At least I gave myself the best chances by starting with a store that sells faux fur and seems to acknowledge the existence of fursuits because they recommend their fur for "fluffy costumes".


----------



## Faexie (Jan 4, 2019)

Thank you so much for this, it's really useful


----------



## Kellan Meig'h (Jan 4, 2019)

Just about all fur has "2 way stretch" to it, across the grain of the fabric. NFT is the _*only one*_ that you can spec what you want by density, color, length and it is true "4 way stretch." That Chinese fabric is a cheap fabric with fur glued on for glove linings, etc. Read the description on their site closely.

This is one of those situations where if you really need 4-way stretch, you gotta go to NFT. The Old Warhorse 2.0 will be 4-way stretch and I'm just waiting until I get well from gall bladder surgery. I'm going to make a new DTD this spring and get rolling.


----------



## MewlyKitten (Jan 5, 2019)

Kellan Meig'h said:


> Just about all fur has "2 way stretch" to it, across the grain of the fabric. NFT is the _*only one*_ that you can spec what you want by density, color, length and it is true "4 way stretch." That Chinese fabric is a cheap fabric with fur glued on for glove linings, etc. Read the description on their site closely.
> 
> This is one of those situations where if you really need 4-way stretch, you gotta go to NFT. The Old Warhorse 2.0 will be 4-way stretch and I'm just waiting until I get well from gall bladder surgery. I'm going to make a new DTD this spring and get rolling.

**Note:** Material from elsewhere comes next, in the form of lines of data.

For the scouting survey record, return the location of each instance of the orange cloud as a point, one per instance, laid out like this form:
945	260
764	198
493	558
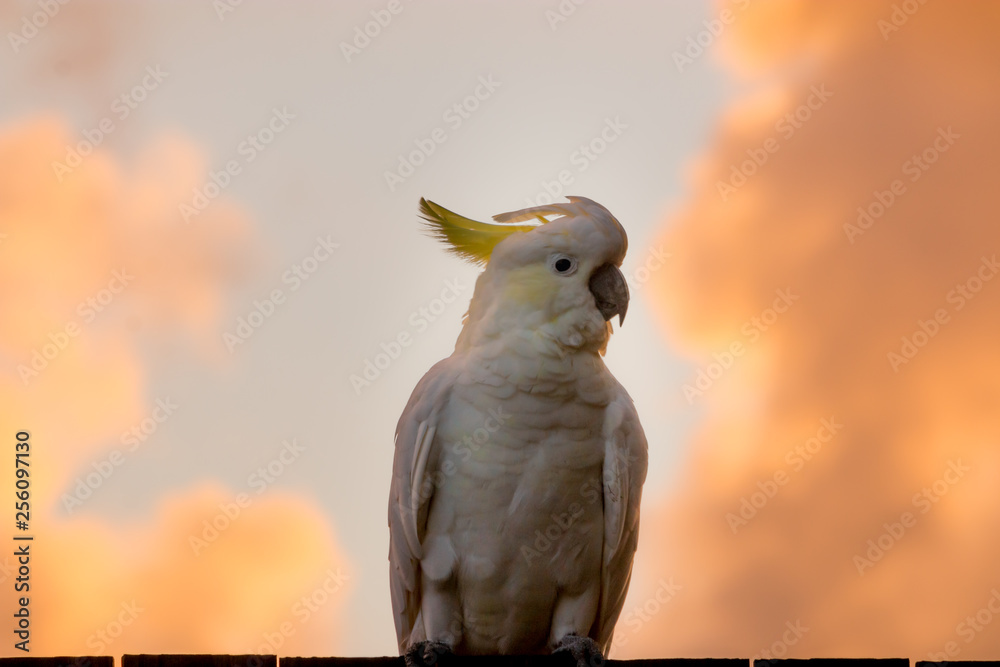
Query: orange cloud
96	266
840	497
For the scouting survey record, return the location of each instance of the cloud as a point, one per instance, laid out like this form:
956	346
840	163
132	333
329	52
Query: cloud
874	209
98	275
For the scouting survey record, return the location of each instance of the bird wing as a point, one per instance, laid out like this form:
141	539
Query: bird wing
624	473
411	492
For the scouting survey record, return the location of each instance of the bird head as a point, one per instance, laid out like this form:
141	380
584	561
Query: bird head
558	277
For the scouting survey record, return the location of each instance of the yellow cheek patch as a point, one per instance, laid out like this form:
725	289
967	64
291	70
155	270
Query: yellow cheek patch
530	285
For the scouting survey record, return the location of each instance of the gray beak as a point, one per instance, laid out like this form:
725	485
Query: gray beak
610	291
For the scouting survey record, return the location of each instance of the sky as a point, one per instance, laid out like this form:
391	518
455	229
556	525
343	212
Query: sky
217	300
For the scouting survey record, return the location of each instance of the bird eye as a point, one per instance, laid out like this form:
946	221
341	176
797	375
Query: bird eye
564	265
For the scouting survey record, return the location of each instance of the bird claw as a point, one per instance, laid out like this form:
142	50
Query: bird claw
584	650
425	653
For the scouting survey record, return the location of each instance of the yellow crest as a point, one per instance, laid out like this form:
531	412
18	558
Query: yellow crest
473	240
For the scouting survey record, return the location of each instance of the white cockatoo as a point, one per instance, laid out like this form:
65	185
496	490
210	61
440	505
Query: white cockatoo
519	462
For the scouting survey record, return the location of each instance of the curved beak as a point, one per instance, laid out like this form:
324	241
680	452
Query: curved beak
610	291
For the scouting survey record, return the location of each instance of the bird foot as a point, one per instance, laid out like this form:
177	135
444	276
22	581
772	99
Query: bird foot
425	653
584	650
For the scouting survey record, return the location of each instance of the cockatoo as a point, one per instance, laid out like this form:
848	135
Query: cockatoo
519	460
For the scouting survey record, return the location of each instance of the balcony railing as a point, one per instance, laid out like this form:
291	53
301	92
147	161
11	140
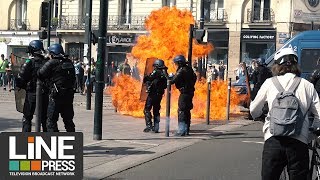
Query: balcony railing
19	24
217	15
265	15
114	22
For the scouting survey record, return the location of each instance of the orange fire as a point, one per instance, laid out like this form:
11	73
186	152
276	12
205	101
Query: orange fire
168	37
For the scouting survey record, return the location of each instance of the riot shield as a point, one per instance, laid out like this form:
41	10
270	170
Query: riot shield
148	70
20	96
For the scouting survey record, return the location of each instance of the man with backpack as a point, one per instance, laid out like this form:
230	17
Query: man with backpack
156	84
315	77
3	65
286	127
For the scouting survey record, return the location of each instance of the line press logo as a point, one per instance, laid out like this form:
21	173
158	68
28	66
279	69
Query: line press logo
39	155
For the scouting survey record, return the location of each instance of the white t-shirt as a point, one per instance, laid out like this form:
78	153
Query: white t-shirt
305	92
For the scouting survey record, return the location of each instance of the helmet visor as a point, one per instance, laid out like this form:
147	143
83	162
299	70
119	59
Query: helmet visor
287	58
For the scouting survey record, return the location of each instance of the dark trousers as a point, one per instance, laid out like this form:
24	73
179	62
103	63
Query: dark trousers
184	107
64	106
153	102
279	152
79	82
29	109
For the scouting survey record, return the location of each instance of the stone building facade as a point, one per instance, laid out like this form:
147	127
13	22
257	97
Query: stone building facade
20	23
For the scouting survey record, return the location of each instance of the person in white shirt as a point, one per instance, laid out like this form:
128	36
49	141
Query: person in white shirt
281	151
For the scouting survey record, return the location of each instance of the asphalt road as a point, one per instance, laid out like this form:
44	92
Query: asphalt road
234	155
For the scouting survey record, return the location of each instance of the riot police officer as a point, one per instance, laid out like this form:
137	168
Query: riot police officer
184	79
315	77
60	73
156	84
259	75
27	79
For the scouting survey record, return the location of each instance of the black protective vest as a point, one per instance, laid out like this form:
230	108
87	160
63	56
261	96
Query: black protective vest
187	79
63	75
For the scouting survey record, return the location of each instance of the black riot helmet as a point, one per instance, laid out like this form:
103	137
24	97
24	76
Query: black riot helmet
159	63
35	47
180	60
56	50
261	61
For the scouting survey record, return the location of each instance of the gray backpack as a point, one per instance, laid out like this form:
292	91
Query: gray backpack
286	117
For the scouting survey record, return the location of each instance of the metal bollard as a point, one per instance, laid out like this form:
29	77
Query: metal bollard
167	129
228	99
208	102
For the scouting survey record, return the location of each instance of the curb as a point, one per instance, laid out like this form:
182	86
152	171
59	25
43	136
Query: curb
119	165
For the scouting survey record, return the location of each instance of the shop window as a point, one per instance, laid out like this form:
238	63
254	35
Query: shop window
125	10
168	3
254	50
311	59
21	14
213	10
261	10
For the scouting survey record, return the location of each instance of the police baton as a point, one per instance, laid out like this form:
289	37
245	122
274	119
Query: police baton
168	107
228	100
208	101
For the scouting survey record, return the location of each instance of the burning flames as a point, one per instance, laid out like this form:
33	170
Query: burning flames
168	37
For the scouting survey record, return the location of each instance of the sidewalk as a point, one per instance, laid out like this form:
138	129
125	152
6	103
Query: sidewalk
123	143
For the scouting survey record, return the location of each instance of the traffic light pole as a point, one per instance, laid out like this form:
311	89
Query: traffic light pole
190	45
49	22
88	34
100	65
39	83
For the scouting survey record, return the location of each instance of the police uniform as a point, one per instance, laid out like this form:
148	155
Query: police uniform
259	76
60	74
184	79
27	79
156	84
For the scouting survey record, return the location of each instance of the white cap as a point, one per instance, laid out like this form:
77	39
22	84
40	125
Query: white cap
285	52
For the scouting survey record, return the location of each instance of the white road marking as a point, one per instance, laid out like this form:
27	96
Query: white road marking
256	142
134	142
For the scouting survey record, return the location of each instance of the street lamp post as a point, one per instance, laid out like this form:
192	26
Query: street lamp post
88	34
100	64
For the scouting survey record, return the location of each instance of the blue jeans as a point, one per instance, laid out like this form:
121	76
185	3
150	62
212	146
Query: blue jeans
279	152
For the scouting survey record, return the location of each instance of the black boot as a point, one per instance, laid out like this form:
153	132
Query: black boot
181	129
148	117
156	124
188	130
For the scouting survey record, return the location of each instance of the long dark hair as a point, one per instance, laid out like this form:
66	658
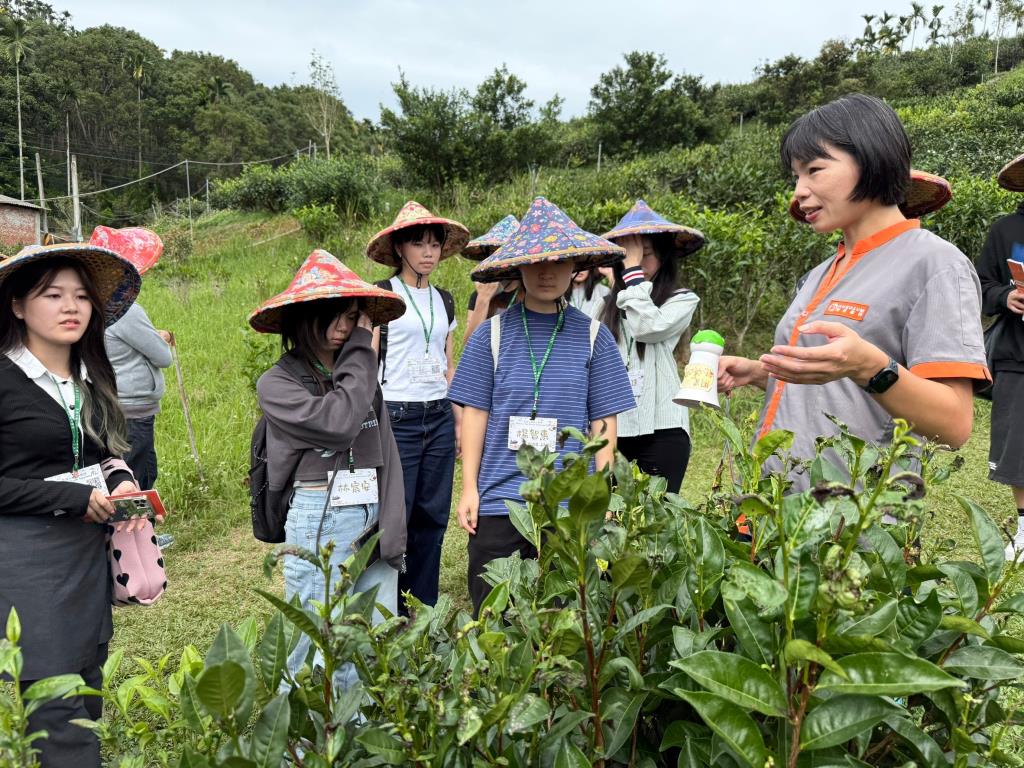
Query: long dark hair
303	326
409	233
102	419
665	285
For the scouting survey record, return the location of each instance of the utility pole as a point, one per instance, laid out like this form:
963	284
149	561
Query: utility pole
76	207
192	232
42	197
68	148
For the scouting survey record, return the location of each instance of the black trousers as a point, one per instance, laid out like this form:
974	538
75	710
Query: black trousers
665	454
69	745
496	537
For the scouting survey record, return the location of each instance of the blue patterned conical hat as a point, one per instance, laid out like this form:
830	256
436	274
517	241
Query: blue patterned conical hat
496	237
546	233
641	219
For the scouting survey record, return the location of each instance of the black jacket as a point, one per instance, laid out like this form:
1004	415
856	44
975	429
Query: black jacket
995	286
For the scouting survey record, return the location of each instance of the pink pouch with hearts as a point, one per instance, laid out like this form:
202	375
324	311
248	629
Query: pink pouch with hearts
137	574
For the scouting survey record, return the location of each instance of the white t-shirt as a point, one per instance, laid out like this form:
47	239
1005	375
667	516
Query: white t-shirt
416	371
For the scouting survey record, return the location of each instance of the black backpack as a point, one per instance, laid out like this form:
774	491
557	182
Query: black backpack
446	299
269	508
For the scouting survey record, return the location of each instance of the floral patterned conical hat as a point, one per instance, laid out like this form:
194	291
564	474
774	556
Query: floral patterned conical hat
141	247
546	233
323	276
496	237
641	219
927	194
381	250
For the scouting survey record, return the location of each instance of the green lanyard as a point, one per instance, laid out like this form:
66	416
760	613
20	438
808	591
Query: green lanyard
539	370
74	419
427	333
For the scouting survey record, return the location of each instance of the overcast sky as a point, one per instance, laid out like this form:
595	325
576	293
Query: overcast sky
556	46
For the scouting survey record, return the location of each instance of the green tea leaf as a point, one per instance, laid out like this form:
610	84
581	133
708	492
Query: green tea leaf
270	733
735	679
887	675
220	688
839	719
731	724
988	539
983	663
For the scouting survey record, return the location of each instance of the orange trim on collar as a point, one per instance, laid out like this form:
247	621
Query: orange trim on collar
837	270
951	371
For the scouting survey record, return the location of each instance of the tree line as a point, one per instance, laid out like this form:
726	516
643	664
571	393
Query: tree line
127	109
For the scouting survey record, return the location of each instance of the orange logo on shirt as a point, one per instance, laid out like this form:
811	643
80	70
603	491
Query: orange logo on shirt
848	309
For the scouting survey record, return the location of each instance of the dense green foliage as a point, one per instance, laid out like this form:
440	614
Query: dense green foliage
644	634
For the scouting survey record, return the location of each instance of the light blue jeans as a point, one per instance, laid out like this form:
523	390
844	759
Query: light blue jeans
342	525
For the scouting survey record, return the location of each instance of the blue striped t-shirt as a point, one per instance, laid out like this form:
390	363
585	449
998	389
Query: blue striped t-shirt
574	388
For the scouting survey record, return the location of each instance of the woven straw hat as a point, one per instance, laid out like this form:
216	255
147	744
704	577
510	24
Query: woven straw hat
641	219
323	276
381	250
496	237
117	280
927	194
141	247
546	233
1012	175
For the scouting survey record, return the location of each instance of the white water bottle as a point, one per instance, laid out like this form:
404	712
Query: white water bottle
700	375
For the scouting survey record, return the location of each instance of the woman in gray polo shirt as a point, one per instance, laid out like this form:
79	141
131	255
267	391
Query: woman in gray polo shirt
888	328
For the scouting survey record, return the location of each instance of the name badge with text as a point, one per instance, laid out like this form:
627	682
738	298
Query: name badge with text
426	371
354	488
541	433
91	475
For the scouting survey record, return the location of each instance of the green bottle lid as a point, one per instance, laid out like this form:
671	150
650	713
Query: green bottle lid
708	337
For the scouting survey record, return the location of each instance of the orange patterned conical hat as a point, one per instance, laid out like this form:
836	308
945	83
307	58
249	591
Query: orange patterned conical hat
323	276
381	250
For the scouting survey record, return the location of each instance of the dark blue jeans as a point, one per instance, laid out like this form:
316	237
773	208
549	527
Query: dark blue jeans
141	456
425	433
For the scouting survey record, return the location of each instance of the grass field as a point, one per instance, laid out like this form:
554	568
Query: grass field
205	297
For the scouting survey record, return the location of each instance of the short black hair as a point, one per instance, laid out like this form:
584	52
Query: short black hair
303	326
865	127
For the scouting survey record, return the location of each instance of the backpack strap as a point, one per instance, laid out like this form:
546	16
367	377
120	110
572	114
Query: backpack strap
496	337
382	353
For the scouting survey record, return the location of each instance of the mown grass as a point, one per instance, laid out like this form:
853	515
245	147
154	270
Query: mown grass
205	296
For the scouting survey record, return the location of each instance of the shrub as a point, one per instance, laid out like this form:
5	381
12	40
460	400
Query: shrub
646	633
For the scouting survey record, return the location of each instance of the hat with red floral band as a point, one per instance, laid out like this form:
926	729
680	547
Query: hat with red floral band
641	219
546	233
381	250
141	247
1012	175
116	279
927	194
323	276
496	237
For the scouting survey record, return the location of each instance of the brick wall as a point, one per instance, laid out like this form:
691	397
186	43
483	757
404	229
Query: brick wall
18	226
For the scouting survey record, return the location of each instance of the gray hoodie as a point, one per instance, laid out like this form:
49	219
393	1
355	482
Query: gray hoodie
137	352
350	415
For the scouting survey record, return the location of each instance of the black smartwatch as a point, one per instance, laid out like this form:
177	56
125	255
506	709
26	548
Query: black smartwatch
884	379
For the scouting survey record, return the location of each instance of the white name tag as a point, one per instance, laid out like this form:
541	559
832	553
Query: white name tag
354	488
91	475
426	371
541	433
636	382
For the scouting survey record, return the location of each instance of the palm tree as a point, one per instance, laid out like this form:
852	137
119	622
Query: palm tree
14	35
137	65
916	16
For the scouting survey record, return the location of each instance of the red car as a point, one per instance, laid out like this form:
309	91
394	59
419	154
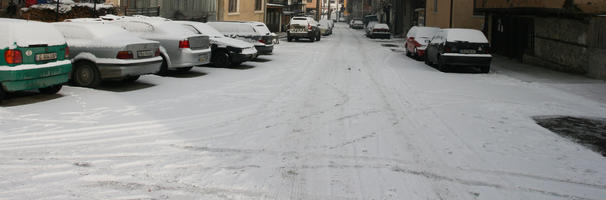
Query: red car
417	39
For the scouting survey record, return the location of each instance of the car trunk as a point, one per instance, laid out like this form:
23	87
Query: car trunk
199	42
142	50
466	47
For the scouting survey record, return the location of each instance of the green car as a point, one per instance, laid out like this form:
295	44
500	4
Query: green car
34	56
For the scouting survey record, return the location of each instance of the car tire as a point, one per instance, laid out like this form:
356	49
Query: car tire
86	74
485	69
441	65
183	69
163	67
51	89
130	79
220	59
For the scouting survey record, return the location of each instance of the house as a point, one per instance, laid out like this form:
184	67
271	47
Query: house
453	14
241	10
564	35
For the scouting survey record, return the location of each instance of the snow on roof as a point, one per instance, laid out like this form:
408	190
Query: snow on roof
383	26
470	35
66	7
24	33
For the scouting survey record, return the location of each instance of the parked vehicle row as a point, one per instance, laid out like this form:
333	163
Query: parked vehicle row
446	48
37	54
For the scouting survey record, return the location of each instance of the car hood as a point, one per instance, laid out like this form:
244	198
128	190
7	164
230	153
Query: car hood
231	42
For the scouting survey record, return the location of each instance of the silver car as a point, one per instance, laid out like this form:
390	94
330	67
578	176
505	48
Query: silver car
180	47
102	51
227	52
246	32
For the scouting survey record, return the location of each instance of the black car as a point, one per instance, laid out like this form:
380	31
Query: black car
459	47
303	27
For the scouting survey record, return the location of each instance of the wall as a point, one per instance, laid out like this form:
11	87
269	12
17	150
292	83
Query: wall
246	11
462	14
585	6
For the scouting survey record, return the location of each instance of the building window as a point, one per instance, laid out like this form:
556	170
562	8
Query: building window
435	5
258	5
233	6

I wish someone would ban you already, you advertise NFT fur at every opportunity. This is the second thread I've seen where the OP has clearly said "Do not advertise NFT fur in this thread" and you advertise it nevertheless. I'm assuming there's more threads where you've done that.
You act like you're either paid to advertise NFT, or you have stake in NFT.


----------



## Kellan Meig'h (Jan 11, 2019)

MewlyKitten said:


> I wish someone would ban you already, you advertise NFT fur at every opportunity. This is the second thread I've seen where the OP has clearly said "Do not advertise NFT fur in this thread" and you advertise it nevertheless. I'm assuming there's more threads where you've done that.
> You act like you're either paid to advertise NFT, or you have stake in NFT.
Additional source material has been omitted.